A small subset of patients with acute myeloid leukemia (AML) have cuplike nuclei. Other investigators have demonstrated that these neoplasms have distinctive clinicopathologic and molecular features. The authors searched for patients who had AML with cuplike nuclei at their institution over a 10-year interval. A strict definition for cuplike nuclei was used: >or=10% blasts with nuclear invaginations in >or=25% of the nuclear area. The relevant data were reviewed, and the results were compared with a control group of patients who had AML without cuplike nuclei. In total, 22 patients who had AML with cuplike nuclei were identified and were classified as AML without maturation (French-American-British classification M1) (AML M1). Compared with the control group (AML M1), patients who had AML with cuplike nuclei were associated significantly with fms-like tyrosine kinase 3 (FLT3)-internal tandem duplication (ITD) (86% vs 38%, respectively; P = .002); nucleophosmin 1 (NPM1) mutations (86% vs 19%; P < .0001); both mutations (77% vs 14%; P < .0001); normal karyotype (86% vs 40%; P = .003); bone marrow blast count (90% vs 84%; P = .016); myeloperoxidase positivity (95% vs 30% blasts; P = .001); higher D-dimer levels (>5000 ng/mL vs 569 ng/mL; P = .001); and the absence of CD7 (91% vs 52%; P = .007), CD34 (82% vs 5%; P < .0001), and human leukocyte antigen, D-related (59% vs 10%; P = .001).

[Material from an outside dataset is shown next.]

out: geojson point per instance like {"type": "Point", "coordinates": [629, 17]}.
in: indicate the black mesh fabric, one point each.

There were no differences in age, sex, or peripheral blood counts. The positive predictive value of recognizing AML with cuplike nuclei for FLT3-ITD, NPM1, and both mutations was 81%, 86%, and 77%, respectively. Cuplike nuclei in AML were highly associated with the presence of NPM1 and FLT3-ITD mutations and with several clinicopathologic and immunophenotypic features. Recognition of the distinctive morphologic features of AML with cuplike nuclei may be helpful in streamlining the workup of these neoplasms.